From Camden and Cherry Hill to Trenton and the Jersey Shore, what about life in New Jersey should WHYY News cover? Let us know.

Gov. Phil Murphy plans to cut $20 million in state funding for community colleges. Faculty, university administrators and students say this cut would devastate students and the higher education community.

“That cut will have significant negative impacts on our colleges,” said Dr. Aaron Fichtner, chairman of the New Jersey Council of County Colleges. “Colleges will be forced to raise tuition, cut programs, cut services… our colleges will struggle to make some very difficult decisions that will have real consequences for students.”

As it stands now, state aid should account for one-third of community college funding in the Garden State. Another third should come from the province or provinces the colleges serve. The remainder of the funding must come from student tuition fees.

But Fichtner said, “(New Jersey) has never delivered on these promises,” adding that “tuition now accounts for 55% of the cost of running its colleges.”

This makes state support even more important for the institutions, as they try to keep tuition fees affordable.

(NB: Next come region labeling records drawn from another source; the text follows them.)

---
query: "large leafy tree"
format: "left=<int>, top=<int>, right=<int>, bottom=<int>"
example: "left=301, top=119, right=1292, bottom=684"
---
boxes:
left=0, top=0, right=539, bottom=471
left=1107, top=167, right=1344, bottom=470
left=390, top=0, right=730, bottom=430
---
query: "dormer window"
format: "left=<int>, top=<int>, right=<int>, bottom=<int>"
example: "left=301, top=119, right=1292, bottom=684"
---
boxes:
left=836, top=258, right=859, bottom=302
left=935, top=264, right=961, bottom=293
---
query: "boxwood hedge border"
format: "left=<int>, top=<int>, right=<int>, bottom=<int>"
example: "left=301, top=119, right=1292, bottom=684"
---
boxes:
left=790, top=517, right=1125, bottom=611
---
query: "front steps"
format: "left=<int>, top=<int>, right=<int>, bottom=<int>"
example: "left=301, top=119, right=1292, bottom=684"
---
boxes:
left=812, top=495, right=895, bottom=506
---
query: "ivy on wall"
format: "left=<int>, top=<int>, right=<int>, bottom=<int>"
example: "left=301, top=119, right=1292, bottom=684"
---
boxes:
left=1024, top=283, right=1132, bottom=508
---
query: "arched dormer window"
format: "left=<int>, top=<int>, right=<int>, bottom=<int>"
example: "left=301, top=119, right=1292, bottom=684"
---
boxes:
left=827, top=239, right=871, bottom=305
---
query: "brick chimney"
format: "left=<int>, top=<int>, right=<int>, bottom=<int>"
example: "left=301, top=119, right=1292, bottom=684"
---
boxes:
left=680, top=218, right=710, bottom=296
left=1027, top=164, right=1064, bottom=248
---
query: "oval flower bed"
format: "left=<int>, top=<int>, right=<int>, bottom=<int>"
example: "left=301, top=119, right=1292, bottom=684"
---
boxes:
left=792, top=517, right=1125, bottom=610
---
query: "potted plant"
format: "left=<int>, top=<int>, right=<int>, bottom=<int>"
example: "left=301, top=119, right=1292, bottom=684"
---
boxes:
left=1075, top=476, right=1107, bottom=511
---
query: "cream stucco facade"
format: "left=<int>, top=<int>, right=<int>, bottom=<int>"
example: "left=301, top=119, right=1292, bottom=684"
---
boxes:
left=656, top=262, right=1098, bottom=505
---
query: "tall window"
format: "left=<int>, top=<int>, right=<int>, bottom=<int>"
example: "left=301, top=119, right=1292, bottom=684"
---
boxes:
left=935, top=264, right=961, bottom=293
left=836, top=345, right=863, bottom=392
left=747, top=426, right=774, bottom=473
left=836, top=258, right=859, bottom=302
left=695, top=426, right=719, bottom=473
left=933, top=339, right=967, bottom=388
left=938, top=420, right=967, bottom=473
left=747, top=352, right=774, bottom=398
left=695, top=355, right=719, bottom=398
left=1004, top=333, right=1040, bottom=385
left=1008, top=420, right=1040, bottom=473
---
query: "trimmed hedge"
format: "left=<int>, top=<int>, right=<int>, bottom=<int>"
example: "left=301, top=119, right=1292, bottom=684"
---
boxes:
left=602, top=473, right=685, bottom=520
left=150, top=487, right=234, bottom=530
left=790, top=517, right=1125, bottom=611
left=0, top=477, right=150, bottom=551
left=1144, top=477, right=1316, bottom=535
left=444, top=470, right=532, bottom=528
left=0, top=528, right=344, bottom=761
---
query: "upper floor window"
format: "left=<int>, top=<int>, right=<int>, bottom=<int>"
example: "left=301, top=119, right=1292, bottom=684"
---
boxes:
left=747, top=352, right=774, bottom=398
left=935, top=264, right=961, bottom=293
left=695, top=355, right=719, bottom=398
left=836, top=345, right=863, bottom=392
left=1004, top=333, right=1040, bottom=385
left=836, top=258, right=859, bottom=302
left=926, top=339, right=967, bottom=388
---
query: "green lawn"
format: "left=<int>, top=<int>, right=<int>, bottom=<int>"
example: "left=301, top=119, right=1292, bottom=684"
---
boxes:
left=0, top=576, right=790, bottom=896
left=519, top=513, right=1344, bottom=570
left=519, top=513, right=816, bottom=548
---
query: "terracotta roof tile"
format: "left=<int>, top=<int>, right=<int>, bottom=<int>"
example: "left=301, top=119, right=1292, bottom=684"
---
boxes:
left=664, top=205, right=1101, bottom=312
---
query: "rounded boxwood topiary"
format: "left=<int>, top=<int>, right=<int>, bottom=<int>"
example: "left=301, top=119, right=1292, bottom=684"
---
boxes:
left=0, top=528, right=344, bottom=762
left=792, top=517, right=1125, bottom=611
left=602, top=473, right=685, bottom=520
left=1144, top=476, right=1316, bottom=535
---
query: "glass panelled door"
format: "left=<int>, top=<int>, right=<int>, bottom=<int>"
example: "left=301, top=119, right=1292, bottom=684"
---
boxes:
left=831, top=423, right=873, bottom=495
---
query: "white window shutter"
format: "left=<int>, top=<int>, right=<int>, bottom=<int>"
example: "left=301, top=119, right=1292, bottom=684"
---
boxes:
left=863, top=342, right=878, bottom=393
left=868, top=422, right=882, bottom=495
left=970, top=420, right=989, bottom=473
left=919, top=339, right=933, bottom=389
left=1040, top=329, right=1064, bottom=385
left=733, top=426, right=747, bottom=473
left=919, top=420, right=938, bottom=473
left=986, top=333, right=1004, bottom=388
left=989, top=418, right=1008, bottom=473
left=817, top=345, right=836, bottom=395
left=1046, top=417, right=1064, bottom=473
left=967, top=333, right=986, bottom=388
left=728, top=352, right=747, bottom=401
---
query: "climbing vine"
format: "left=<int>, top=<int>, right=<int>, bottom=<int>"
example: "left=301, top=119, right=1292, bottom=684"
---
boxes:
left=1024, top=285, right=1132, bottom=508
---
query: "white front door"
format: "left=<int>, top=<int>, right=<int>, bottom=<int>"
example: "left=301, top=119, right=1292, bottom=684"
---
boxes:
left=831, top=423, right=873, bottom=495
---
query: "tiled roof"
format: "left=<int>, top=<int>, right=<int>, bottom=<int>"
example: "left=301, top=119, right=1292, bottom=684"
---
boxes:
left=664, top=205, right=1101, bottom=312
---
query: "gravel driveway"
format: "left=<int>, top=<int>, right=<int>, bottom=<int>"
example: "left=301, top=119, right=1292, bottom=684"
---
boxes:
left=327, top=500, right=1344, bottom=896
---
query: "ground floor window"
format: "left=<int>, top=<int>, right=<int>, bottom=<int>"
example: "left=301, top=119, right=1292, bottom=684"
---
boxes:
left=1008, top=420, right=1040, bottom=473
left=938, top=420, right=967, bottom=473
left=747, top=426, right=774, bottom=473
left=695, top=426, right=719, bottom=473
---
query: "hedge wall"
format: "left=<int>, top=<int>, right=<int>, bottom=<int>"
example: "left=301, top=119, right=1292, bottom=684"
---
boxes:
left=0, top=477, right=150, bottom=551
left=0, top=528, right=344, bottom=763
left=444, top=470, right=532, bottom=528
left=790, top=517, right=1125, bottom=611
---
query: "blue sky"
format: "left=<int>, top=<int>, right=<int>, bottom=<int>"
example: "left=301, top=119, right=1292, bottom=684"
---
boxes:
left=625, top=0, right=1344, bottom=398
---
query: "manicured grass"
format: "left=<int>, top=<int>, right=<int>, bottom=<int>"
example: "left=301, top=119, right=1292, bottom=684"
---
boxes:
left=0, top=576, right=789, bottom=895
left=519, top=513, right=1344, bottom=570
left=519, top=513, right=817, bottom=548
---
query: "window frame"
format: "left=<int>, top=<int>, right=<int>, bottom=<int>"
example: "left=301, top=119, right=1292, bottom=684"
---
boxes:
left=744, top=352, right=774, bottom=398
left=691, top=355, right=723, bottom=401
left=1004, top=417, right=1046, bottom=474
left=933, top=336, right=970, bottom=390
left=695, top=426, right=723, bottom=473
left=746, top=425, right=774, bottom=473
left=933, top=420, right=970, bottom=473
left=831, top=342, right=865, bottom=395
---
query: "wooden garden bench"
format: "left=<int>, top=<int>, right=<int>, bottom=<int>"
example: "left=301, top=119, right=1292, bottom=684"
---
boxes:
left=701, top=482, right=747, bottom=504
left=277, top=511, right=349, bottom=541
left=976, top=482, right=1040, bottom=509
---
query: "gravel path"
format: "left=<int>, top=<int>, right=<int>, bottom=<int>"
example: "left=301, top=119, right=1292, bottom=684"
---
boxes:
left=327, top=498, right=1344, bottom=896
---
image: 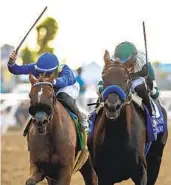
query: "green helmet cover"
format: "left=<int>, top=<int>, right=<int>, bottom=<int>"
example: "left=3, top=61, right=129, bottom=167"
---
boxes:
left=114, top=41, right=138, bottom=62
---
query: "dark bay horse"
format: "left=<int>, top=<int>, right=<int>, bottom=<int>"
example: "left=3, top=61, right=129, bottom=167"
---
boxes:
left=26, top=75, right=97, bottom=185
left=89, top=51, right=168, bottom=185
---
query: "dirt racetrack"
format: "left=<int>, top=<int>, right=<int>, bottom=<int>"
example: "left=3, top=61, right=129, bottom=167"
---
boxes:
left=1, top=121, right=171, bottom=185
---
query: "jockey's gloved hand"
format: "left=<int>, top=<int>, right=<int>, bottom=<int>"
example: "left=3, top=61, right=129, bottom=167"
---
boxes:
left=146, top=76, right=153, bottom=90
left=9, top=51, right=17, bottom=65
left=129, top=73, right=135, bottom=79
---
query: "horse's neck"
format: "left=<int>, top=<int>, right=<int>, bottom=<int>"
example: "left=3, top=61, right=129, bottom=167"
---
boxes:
left=104, top=110, right=127, bottom=137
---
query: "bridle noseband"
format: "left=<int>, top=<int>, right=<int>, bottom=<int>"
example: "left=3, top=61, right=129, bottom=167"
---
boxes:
left=29, top=82, right=56, bottom=123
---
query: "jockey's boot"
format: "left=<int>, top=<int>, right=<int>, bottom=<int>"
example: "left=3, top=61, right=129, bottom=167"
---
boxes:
left=57, top=92, right=89, bottom=133
left=135, top=84, right=157, bottom=137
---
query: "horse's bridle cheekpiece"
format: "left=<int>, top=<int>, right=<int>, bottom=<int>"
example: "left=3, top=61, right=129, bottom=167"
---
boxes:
left=29, top=82, right=56, bottom=126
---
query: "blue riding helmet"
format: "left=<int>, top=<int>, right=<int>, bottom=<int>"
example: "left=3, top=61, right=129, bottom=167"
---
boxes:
left=35, top=53, right=59, bottom=73
left=114, top=41, right=138, bottom=62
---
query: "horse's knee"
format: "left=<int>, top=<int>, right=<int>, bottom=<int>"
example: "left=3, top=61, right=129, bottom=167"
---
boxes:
left=26, top=178, right=36, bottom=185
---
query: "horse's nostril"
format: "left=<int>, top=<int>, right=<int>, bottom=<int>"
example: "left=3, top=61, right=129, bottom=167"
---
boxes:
left=116, top=104, right=120, bottom=110
left=43, top=119, right=48, bottom=125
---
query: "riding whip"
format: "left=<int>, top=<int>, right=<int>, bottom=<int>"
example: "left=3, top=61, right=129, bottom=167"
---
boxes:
left=142, top=21, right=148, bottom=76
left=9, top=6, right=47, bottom=62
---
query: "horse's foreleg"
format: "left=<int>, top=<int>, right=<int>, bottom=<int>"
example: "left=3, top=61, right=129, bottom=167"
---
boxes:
left=26, top=163, right=45, bottom=185
left=147, top=133, right=167, bottom=185
left=80, top=155, right=98, bottom=185
left=131, top=159, right=147, bottom=185
left=47, top=166, right=72, bottom=185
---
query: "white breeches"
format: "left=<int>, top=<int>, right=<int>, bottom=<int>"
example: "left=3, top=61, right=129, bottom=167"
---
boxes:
left=56, top=82, right=80, bottom=99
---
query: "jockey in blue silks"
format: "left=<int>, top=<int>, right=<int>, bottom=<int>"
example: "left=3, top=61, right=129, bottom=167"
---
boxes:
left=7, top=51, right=89, bottom=131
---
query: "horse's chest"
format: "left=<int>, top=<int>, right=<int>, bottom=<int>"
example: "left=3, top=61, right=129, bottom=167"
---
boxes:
left=29, top=135, right=58, bottom=164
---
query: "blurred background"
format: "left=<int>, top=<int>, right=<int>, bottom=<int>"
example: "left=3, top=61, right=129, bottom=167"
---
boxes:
left=0, top=0, right=171, bottom=185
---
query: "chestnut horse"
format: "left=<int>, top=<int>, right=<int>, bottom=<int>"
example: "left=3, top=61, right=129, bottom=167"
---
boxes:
left=89, top=51, right=168, bottom=185
left=26, top=75, right=97, bottom=185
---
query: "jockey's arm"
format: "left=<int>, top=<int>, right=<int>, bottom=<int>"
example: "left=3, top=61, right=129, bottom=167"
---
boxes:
left=53, top=65, right=76, bottom=89
left=130, top=62, right=159, bottom=99
left=97, top=80, right=103, bottom=95
left=7, top=63, right=35, bottom=75
left=130, top=64, right=147, bottom=78
left=148, top=63, right=159, bottom=99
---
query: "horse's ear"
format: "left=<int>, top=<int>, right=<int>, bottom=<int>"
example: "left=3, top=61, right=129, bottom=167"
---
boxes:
left=48, top=73, right=56, bottom=83
left=104, top=50, right=111, bottom=66
left=29, top=74, right=37, bottom=85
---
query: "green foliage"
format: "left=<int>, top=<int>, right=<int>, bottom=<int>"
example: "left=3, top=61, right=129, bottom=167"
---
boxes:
left=36, top=17, right=58, bottom=55
left=21, top=17, right=58, bottom=64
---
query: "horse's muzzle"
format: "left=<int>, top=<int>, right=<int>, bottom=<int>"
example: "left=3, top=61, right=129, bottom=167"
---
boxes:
left=104, top=99, right=122, bottom=120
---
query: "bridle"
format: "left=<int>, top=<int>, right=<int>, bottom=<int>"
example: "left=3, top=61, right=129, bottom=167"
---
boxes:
left=29, top=82, right=56, bottom=123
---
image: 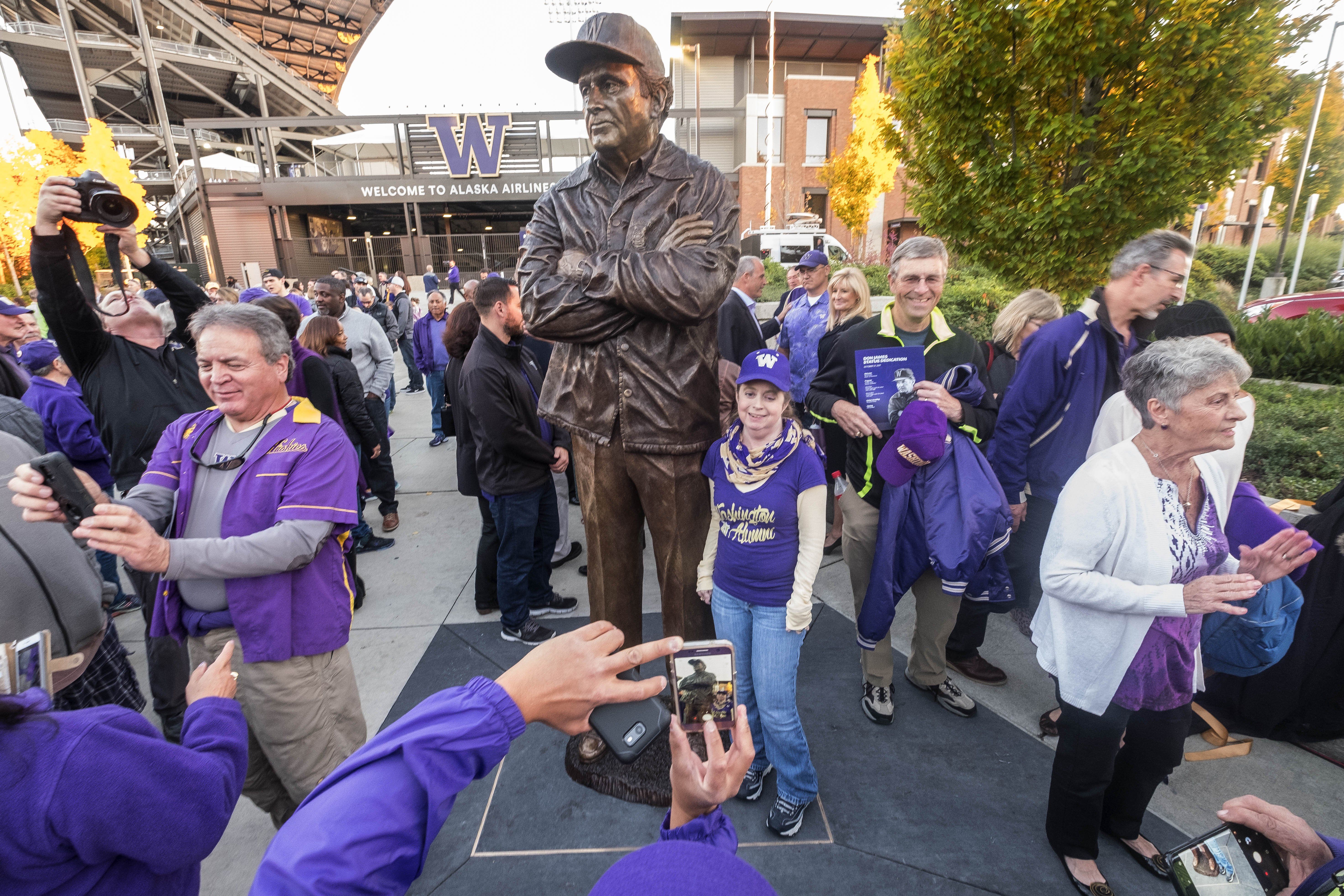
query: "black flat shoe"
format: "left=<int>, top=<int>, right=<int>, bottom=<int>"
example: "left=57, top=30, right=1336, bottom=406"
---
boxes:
left=1055, top=853, right=1116, bottom=896
left=1102, top=829, right=1172, bottom=880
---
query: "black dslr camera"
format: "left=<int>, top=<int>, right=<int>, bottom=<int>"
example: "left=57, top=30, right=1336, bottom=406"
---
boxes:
left=66, top=171, right=140, bottom=227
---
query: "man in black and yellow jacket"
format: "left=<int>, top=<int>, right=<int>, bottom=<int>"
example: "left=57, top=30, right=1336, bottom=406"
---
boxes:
left=806, top=236, right=1007, bottom=725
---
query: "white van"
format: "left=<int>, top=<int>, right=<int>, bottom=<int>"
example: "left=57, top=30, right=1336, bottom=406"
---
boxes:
left=742, top=212, right=849, bottom=267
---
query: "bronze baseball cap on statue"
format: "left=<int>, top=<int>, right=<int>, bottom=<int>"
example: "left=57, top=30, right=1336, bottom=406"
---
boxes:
left=546, top=12, right=664, bottom=83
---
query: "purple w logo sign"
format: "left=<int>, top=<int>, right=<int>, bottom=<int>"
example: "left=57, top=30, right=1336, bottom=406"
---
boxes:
left=425, top=113, right=513, bottom=177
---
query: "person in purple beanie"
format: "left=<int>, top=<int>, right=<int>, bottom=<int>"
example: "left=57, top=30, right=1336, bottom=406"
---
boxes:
left=0, top=649, right=247, bottom=896
left=249, top=622, right=774, bottom=896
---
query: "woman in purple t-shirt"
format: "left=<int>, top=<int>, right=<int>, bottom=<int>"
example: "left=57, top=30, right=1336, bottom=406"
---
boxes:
left=696, top=349, right=827, bottom=837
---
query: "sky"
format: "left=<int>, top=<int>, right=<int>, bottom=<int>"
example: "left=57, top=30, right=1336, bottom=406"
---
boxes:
left=0, top=0, right=1344, bottom=140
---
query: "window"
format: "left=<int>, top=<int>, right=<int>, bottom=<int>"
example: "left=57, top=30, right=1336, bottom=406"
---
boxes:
left=757, top=115, right=783, bottom=164
left=802, top=188, right=828, bottom=223
left=802, top=109, right=836, bottom=165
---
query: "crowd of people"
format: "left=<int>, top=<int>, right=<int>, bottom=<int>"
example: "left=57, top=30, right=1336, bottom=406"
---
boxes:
left=0, top=168, right=1344, bottom=896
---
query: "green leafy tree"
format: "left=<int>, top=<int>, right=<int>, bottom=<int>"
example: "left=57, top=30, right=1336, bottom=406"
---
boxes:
left=1269, top=67, right=1344, bottom=234
left=887, top=0, right=1324, bottom=297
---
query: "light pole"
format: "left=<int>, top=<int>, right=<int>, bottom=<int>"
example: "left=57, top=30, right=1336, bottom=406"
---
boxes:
left=1273, top=21, right=1344, bottom=287
left=680, top=43, right=700, bottom=156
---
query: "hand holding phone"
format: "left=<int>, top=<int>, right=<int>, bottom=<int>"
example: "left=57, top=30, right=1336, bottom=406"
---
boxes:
left=1165, top=810, right=1290, bottom=896
left=668, top=707, right=755, bottom=828
left=668, top=641, right=738, bottom=731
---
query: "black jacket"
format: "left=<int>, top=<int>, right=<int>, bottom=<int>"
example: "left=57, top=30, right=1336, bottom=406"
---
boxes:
left=323, top=345, right=382, bottom=457
left=30, top=235, right=212, bottom=490
left=806, top=309, right=999, bottom=507
left=719, top=290, right=780, bottom=367
left=461, top=327, right=570, bottom=496
left=444, top=356, right=481, bottom=498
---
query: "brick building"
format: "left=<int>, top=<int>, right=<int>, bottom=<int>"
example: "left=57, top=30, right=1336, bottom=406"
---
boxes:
left=672, top=12, right=919, bottom=261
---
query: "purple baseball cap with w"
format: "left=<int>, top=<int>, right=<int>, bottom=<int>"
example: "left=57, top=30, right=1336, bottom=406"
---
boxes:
left=738, top=348, right=789, bottom=392
left=876, top=402, right=947, bottom=485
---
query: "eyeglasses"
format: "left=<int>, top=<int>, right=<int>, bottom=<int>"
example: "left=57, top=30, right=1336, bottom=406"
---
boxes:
left=1149, top=265, right=1185, bottom=286
left=190, top=414, right=266, bottom=470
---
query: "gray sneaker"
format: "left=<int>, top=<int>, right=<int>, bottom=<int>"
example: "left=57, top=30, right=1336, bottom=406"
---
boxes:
left=906, top=672, right=976, bottom=719
left=859, top=681, right=896, bottom=725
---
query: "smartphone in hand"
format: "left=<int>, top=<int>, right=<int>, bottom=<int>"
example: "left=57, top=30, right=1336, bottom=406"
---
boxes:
left=668, top=641, right=738, bottom=731
left=1167, top=825, right=1289, bottom=896
left=28, top=451, right=94, bottom=527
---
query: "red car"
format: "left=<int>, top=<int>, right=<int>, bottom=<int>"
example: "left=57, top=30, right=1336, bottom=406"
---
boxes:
left=1243, top=289, right=1344, bottom=321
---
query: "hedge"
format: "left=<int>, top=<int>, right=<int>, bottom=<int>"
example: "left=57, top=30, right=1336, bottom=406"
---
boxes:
left=1242, top=380, right=1344, bottom=501
left=1232, top=310, right=1344, bottom=386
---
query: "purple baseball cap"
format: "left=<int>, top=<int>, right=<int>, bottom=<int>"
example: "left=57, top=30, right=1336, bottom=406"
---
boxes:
left=738, top=348, right=789, bottom=392
left=19, top=339, right=60, bottom=371
left=0, top=295, right=32, bottom=314
left=876, top=400, right=947, bottom=485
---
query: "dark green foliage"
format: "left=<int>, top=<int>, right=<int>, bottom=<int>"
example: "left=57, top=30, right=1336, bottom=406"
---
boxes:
left=1234, top=310, right=1344, bottom=386
left=1242, top=381, right=1344, bottom=500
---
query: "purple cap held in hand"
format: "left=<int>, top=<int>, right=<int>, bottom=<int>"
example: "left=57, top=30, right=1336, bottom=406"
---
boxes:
left=19, top=339, right=60, bottom=371
left=797, top=248, right=831, bottom=267
left=876, top=400, right=947, bottom=485
left=738, top=348, right=789, bottom=392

New Jersey’s method for financing community colleges is not as complicated as the state’s formula for supporting public schools. It’s a one-line allocation in Gov. Phil Murphy’s budget proposal, which is divided among the state’s 18 community colleges.

Instead of economic factors such as tax revenue and local income, the state formula takes into account the following measures: the number of students enrolled, the number of students enrolled from lower-income populations receiving state and federal aid, the number students from groups that are underrepresented in higher education and the number of students who graduate.

This is in addition to ensuring that smaller institutions receive adequate funding.

“We are proud that our formula is now a performance-based formula,” said Fichtner. “It honors the critical role our colleges play in enrollment, in enrolling adult students, in expanding access to higher education and in helping students graduate.”